1) The landscape we know and love was created by the invisible hand, yes. But it was the invisible hand of farming 100 years ago, not today. Much of the b@ll@ocks bureaucracy-speak you list is the result of trying to keep that landscape when the invisible hand is trying to change it. Modern farming would rip out most hedges, trees, ditches and have huge prairies, if it could. Because thats what economies of scale dictate. Like every other industry farming has intense cost pressures and larger scale production is the only way to compete.

2)Most farmers I know would happily forgo all the subsidies and bureaucracy, if they could get on and farm without the State telling them what to do. But the State won't butt out of our business, because the public would get narked if the whole of the UK became one large prairie.

And thats the nub - if the public want pretty little fields, and woods, and neat hedgerows when they go for a drive in the country, when the market is trying to get rid of such things, someone has to pay to keep them in place.
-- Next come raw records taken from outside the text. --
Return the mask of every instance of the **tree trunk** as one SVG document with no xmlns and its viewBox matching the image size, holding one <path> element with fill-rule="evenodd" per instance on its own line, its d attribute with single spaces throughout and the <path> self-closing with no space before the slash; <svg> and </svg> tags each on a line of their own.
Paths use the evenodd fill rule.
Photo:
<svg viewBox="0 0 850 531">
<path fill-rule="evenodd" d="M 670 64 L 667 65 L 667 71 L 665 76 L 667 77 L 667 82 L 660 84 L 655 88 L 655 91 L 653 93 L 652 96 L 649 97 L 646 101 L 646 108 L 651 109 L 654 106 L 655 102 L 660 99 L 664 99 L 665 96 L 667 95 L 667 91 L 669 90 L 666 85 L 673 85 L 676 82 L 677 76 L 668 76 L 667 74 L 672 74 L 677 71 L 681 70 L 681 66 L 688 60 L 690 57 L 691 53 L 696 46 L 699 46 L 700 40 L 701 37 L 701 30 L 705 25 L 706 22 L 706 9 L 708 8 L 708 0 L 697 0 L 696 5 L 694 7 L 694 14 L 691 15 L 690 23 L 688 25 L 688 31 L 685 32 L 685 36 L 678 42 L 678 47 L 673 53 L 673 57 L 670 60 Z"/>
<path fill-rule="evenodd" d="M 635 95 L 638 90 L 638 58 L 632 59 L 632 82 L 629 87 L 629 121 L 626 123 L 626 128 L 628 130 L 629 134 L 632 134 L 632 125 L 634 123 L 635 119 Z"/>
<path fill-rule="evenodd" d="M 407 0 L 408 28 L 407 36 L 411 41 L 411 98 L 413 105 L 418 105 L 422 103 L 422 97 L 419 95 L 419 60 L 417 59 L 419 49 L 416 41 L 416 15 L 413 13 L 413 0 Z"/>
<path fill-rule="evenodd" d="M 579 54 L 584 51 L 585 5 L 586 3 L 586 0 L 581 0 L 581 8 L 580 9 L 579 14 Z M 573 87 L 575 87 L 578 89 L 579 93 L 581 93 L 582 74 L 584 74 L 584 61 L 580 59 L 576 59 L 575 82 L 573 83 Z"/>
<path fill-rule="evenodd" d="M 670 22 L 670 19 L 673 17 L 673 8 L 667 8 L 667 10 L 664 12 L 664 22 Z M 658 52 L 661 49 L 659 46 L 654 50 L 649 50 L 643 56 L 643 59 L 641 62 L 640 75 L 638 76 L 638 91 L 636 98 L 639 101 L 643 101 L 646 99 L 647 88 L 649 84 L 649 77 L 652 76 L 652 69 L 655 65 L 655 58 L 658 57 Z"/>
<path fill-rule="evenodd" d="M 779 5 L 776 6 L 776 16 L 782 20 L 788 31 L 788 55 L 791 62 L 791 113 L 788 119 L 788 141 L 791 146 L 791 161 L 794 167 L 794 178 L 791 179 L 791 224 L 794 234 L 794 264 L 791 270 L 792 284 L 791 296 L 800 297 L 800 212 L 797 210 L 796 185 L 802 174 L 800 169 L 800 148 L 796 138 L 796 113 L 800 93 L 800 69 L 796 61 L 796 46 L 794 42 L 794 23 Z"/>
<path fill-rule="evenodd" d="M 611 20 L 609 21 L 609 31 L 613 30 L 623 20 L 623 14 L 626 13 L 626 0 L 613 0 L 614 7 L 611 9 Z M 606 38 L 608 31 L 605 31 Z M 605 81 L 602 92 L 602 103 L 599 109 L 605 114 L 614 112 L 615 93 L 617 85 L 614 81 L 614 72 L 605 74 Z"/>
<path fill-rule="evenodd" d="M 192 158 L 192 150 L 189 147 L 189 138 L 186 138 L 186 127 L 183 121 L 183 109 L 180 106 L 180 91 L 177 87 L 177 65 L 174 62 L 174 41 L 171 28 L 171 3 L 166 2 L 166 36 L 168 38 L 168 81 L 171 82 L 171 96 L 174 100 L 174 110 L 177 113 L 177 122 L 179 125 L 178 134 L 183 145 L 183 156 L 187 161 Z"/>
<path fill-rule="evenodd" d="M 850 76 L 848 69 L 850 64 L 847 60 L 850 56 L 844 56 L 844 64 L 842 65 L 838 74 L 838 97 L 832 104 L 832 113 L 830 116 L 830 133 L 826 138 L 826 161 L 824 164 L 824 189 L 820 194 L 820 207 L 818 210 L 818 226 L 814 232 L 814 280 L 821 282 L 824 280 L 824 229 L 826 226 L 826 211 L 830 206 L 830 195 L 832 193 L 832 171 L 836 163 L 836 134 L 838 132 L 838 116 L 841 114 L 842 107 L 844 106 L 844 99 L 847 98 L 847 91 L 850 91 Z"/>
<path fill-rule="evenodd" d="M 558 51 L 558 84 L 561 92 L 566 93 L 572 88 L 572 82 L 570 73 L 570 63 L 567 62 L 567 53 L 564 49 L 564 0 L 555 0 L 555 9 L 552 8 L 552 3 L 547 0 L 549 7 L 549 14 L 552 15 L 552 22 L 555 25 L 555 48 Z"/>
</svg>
Hence the subsidies, more and more being aimed at environmental targets, not food production.

Anonymous said...

The farmer manages to say all that without one mention of the CAP, an EU shambles that cost us the buyers dear. The state should certainly get out, it cannot do anything except cock thing up.

Gawain Towler said...

Jim,

A fair point on both counts. It is a difficult balancing act. As I say, what are farmers for. we should leave thenm to do their jobs.

The patchwork quilt was seen at the time as a destruction, think of the writings of John Clare, enclosures were evil, and so it would be if we allowed farmers to do their jobs.

There again, in their own interests and in parts of the country the institution of hunting would provide protection for some of what you talk about, but of course the Government have stuck their noses in that too.

So generally I agree with you, there would have to be some comprehension that if we want the countryside to be a slightly living museum we woill have to pay for it, and for the damage that inflicts upon the farmers bottom line.

My issue is thatt much of this policy isn't driven by that sort of conservation, but with the Climate Change agenda. So we see subsidies for windfarms and solar panel farms, neither of which beautify the countryside, nor maintain the quilt.